Loewan’s art functions in the social arena, but without engaging political arguments or questioning aesthetic structures. Peace is conclusive here. As viewers we are asked to suspend disbelief and allow the work to affect us. Light is shone on this supreme idea more to deepen appreciation than to increase intellectual comprehension. Indeed, the staging has a delicacy and tenderness built upon the work’s material fragility and the emotional plea inherent in what may be described as artistic prayer.
      Loewan is originally from China but now lives in Canada. She casts light on the international by using traditional Chinese practices in a contemporary western setting. For instance, Lantern creates a metaphor for the illuminating heart. Eight large scrolls are connected to form an octagonal lantern suspended over a golden bed of raked wheat. Paper walls glow translucently from light emanating from within. Each side becomes a surface for language, whether the single Chinese character for heart or comments solicited from previous viewers, such as “child’s smile; a walk in the rain” or “mud feels good between your toes.” Other panels portray various calligraphic representations of a group of eight cardinal words depicted on all works in the show.
      Language is the most essential material in "Illuminating Peace". Indeed, it is the apotheosis of the others – rice, wheat, paper, charcoal and ink. Eight words (the symbolic value of eight is important to Loewan) encapsulate facets of empathy essential to peace. Woven across the scrolls in over thirty languages they are: Compassion, forgiveness, kindness, respect, understanding, patience, tolerance and gentleness. In A Peace Project, the artist again uses eight panels, this time suspended in a row above a bed of rice. Words modulate across the panels in various states of legibility as they emerge in and out of the weave. Loewan hopes the aura of the words is transmitted to the viewer, much as feelings are carried in the words of a prayer. Language itself is not investigated as a transmitter of meaning as is usual in contemporary language-based art practices. Instead, words are held transparent and viewers must have faith in their communication.
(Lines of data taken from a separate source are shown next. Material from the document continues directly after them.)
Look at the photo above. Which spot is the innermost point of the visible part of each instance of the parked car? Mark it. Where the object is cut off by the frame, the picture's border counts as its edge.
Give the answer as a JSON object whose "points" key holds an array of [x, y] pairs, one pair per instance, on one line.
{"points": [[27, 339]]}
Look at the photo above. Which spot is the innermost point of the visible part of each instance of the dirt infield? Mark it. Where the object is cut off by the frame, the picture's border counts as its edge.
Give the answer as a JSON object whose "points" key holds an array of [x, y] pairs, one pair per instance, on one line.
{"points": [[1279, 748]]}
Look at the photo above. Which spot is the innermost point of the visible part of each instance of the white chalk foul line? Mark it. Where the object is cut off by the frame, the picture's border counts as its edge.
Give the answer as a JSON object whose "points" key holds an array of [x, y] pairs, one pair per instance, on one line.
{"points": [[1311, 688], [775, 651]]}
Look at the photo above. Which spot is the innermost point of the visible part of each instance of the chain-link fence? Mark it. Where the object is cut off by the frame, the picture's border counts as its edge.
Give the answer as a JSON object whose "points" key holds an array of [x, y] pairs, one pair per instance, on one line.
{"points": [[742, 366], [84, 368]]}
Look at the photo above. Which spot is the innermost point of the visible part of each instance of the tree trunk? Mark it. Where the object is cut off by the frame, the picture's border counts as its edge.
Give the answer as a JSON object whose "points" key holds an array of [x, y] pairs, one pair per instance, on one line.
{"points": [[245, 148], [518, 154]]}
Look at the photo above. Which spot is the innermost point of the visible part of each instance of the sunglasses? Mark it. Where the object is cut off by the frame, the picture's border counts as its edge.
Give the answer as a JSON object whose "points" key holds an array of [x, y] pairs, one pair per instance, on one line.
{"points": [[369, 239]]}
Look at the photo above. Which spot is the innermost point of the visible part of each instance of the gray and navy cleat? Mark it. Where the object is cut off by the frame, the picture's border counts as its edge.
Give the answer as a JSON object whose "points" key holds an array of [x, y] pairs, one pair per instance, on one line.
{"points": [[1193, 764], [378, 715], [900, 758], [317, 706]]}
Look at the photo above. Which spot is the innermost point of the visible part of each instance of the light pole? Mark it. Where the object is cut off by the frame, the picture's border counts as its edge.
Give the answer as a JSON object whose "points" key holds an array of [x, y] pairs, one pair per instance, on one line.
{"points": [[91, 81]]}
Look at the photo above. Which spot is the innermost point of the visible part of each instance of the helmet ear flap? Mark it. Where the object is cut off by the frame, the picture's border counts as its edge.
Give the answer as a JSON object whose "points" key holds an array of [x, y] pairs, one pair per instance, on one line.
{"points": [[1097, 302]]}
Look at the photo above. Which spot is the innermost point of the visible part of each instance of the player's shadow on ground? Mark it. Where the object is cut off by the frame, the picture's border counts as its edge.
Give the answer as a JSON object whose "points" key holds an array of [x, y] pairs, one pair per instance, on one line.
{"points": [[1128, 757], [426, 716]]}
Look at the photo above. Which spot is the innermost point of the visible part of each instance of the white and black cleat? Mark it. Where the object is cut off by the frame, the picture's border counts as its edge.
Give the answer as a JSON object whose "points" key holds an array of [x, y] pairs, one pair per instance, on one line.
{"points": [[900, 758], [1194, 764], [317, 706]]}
This installation transforms the gallery into a sanctuary. The atmospheric presentation is meant to hold us in awe. Loewan wants our experience to move from the symbolic to the real, bypassing polemics. Is this naive? Can it work? These are practical questions to ask of this exhibition. Is the message strong and the paper fragile – or is the idea insubstantial but the paper resonant? Loewan’s art exists in this gap.